I'm using react-transition-group
to animate a router switch in React:
<CSSTransitionGroup transitionName="zoom" transitionEnterTimeout={200} transitionLeaveTimeout={200}>
<Switch key={key} location={this.props.location}>
<Route path={this.props.match.url+"/tasks/:task_id"} component={SingleTask} key={'none'} />
<Route slug={this.props.match.params.project_slug} path={this.props.match.url+"/"} render={(params) => (
<ProjectIndex {...params} slug={this.props.match.params.project_slug} />
)} key={'none'} />
</Switch>
</CSSTransitionGroup>
It was also triggering the animation whenever any sub-routes change.

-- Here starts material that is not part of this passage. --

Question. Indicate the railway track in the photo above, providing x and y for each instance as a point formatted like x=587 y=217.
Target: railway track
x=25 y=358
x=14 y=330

So, to get around that I'm getting the pathname using this.props.location.pathname
, then using some really gross code to get the last segment:
pathname = pathname.split('?')[0].split('/').filter(function (i) { return i !== ""}).slice(-1)[0];
...and if it's 'tasks', 'activity' or 'notes, I'm just setting the key to 'noanimate'
(i.e some generic string so the switch doesn't notice):
switch(pathname){
case 'tasks':
case 'activity':
case 'notes':
key = 'noanimate';
break;
default:
key = pathname;
break;
}
Now, the redirect from /project
to /project/tasks
does a double transition as it goes from 'project'
to 'noanimate'
, and I'm not sure whether I'm meant to write some even worse string manipulation just to get either the last or second-last term, depending on whether it's 'tasks'/'activity'/'notes' or any other string.
Is there a better solution, or is that... just how we're meant to do things?